Updated

Wal-Mart Stores Inc. (WMT) will pay more than $33 million in back wages to thousands of employees after turning itself in to the Labor Department for paying too little in overtime, according to an agreement announced Thursday by the U.S. Labor Department.

Wal-Mart said the department's review of its overtime calculations also found it had overpaid about 215,000 hourly workers during the last five years.
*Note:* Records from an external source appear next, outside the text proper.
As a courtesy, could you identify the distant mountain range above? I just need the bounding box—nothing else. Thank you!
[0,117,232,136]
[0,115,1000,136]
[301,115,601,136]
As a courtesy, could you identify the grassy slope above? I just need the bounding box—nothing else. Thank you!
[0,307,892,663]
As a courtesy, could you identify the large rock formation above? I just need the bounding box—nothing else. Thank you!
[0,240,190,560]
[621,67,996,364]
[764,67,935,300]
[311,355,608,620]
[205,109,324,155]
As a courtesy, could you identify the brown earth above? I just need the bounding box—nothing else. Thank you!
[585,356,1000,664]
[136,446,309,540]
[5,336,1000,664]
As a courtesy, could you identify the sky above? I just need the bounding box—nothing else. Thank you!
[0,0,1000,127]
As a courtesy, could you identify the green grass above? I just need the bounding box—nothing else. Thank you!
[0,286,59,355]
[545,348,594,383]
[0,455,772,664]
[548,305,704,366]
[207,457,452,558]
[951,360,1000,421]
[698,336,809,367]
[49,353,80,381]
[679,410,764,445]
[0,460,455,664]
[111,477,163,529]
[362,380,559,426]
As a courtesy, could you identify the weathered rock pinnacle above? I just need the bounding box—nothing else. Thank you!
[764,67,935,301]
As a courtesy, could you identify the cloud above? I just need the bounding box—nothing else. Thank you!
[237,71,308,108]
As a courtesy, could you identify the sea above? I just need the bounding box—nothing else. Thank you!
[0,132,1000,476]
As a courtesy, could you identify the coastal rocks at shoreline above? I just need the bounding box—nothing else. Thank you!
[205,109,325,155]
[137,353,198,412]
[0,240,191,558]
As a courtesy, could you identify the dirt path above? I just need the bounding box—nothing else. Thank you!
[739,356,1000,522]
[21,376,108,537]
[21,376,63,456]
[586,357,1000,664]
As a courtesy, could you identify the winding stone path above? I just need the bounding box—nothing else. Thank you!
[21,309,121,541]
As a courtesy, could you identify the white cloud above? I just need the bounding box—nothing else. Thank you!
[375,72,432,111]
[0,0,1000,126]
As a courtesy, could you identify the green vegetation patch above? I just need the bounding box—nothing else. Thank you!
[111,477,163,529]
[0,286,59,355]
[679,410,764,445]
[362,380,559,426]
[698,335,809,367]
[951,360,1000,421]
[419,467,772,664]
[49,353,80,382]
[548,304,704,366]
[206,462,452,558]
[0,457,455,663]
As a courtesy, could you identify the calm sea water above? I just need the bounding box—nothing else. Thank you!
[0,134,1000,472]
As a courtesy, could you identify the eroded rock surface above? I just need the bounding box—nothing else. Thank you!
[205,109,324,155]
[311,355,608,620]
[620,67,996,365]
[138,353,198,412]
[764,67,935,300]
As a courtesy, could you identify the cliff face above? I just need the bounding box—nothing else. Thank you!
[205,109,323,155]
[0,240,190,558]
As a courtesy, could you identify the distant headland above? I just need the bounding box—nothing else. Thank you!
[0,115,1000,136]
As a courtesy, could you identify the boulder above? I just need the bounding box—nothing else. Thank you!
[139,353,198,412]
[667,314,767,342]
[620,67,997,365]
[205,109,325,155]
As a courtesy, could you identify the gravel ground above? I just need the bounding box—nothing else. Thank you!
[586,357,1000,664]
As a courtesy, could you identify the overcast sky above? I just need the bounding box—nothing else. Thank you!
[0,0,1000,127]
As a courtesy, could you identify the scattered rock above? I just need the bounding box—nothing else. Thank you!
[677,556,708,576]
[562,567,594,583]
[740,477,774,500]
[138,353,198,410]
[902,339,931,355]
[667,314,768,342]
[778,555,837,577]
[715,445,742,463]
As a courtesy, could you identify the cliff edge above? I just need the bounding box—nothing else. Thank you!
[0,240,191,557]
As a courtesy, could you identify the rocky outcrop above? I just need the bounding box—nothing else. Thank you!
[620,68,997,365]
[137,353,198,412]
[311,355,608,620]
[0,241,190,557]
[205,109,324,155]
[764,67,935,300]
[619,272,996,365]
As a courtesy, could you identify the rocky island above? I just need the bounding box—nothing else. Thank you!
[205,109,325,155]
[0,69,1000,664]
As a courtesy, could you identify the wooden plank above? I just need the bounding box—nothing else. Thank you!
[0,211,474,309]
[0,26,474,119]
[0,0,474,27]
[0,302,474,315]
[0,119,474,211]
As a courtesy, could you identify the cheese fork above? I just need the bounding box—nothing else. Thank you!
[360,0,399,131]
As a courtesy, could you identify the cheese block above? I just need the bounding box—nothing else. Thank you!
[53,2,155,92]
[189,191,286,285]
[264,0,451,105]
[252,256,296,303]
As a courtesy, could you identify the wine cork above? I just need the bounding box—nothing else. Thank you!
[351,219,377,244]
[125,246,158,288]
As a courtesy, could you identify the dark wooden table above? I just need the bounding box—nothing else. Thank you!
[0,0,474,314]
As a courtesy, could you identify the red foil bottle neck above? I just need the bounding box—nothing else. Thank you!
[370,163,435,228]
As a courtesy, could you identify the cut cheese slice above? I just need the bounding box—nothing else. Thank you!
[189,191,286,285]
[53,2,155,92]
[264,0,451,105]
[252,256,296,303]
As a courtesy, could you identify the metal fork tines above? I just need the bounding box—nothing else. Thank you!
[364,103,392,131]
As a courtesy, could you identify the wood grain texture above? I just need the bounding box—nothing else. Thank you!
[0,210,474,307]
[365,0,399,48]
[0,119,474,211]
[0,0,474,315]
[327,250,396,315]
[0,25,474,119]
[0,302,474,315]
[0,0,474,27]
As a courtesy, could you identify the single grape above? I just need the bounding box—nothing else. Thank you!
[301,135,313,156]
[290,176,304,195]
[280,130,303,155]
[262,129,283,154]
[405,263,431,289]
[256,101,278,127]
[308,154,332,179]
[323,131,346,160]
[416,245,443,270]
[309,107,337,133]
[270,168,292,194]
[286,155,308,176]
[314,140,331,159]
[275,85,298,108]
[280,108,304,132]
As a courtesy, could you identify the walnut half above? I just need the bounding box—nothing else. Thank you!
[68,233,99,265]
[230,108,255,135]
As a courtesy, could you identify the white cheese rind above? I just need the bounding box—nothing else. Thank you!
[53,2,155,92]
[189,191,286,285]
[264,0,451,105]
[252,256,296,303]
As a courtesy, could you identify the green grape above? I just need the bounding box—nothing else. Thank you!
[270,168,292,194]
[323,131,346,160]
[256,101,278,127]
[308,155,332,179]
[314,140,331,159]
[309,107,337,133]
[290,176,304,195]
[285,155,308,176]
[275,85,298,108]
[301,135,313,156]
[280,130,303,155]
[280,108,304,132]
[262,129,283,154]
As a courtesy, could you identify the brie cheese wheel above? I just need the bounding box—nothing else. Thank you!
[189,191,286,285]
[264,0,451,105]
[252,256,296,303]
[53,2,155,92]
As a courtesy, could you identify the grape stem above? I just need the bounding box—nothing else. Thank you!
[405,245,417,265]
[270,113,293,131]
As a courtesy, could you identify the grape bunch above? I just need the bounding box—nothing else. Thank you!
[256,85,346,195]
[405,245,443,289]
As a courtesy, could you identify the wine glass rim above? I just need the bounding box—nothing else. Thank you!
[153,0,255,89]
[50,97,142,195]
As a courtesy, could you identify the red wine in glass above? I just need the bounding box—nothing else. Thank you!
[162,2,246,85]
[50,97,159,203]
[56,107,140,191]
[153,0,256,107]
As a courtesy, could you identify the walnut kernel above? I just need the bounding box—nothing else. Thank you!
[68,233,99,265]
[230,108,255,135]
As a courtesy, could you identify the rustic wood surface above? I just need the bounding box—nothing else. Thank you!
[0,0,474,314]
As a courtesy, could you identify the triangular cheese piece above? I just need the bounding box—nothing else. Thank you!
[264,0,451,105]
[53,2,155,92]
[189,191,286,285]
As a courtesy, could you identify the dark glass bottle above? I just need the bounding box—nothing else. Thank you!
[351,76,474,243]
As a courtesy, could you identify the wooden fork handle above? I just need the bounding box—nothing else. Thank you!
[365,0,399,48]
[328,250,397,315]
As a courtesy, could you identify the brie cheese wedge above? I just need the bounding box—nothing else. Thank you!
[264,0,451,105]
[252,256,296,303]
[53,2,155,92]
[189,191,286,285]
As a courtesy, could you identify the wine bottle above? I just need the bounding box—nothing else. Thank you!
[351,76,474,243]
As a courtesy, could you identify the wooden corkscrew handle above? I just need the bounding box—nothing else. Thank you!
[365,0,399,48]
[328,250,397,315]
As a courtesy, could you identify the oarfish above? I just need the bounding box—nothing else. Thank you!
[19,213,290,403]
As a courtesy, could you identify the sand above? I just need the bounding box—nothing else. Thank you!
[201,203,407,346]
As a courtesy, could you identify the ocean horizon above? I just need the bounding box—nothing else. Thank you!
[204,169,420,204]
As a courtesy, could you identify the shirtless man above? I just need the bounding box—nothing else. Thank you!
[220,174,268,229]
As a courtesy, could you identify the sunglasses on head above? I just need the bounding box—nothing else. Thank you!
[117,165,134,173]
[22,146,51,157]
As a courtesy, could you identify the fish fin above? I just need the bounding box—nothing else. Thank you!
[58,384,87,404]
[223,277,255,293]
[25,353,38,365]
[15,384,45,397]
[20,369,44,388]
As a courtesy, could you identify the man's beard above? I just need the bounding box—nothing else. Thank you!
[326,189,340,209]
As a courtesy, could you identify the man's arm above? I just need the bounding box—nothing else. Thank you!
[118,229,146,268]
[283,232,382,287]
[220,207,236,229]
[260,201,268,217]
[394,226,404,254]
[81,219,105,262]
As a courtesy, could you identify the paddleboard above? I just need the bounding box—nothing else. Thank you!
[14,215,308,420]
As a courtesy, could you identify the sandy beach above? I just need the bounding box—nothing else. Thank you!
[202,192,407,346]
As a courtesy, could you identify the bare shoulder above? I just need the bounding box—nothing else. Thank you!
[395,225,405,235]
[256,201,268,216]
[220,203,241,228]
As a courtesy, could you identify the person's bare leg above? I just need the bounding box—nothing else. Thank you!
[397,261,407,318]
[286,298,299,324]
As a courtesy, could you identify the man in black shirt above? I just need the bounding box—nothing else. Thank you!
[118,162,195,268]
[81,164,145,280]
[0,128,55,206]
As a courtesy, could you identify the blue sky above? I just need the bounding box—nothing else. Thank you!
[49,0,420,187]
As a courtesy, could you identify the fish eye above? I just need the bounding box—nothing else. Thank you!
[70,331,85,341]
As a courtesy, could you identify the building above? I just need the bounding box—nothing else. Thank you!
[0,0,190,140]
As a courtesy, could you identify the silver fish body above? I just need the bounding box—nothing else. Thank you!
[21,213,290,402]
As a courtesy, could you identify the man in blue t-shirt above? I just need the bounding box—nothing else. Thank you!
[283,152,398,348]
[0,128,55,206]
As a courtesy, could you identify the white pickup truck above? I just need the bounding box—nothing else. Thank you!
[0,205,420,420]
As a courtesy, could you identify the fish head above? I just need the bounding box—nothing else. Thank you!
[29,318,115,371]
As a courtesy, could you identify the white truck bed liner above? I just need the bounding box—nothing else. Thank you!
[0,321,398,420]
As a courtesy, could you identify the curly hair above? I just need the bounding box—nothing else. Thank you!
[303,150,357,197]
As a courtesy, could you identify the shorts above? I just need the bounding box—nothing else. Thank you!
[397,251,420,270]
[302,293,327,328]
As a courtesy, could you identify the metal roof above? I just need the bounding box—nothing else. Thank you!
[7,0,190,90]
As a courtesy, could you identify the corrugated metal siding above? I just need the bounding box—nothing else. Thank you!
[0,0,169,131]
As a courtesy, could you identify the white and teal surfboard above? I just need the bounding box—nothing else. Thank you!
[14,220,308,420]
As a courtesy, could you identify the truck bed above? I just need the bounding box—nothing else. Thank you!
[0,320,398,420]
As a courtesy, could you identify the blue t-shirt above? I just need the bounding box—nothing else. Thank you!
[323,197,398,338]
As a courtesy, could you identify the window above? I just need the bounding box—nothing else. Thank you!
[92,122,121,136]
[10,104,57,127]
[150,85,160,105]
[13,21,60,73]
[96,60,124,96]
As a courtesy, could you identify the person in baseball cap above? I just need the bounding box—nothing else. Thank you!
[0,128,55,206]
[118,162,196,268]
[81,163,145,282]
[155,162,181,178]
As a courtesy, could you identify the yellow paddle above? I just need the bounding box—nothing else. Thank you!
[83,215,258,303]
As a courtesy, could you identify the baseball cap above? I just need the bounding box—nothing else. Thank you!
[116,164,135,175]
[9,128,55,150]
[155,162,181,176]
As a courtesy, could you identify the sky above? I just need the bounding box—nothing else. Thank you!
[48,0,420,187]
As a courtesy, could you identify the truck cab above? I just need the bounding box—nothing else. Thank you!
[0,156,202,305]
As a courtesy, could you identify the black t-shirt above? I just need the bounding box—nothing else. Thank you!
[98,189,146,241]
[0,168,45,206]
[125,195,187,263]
The company said it will not seek to recover any overpayments.

Steven Mandel, associate solicitor in the Labor Department's Fair Labor Standards Division, said the case _ involving nearly 87,000 employees _ resulted from Wal-Mart coming to the department in early 2005 and asking for a review of its overtime calculations.

"They had some concern that some of the practices were not in compliance" with federal wage laws, he told a conference call for reporters

"It's not particularly unusual for an employer to come to us and talk to us about potential payroll violations," Mandel said.

Wal-Mart said in a statement that the settlement includes no fines or penalties and that it has adopted measures to prevent the errors from occurring again.

Mandel said the settlement was one of the largest ever reached by the department's wage and hour division.

Mandel said the department carried out a national review of all Wal-Mart stores over a two-year period from February 2005 to this year.

The settlement was approved Thursday by a federal judge in the U.S. District Court for western Arkansas, Mandel said.

The highest award to an individual employee was about $39,000, he said.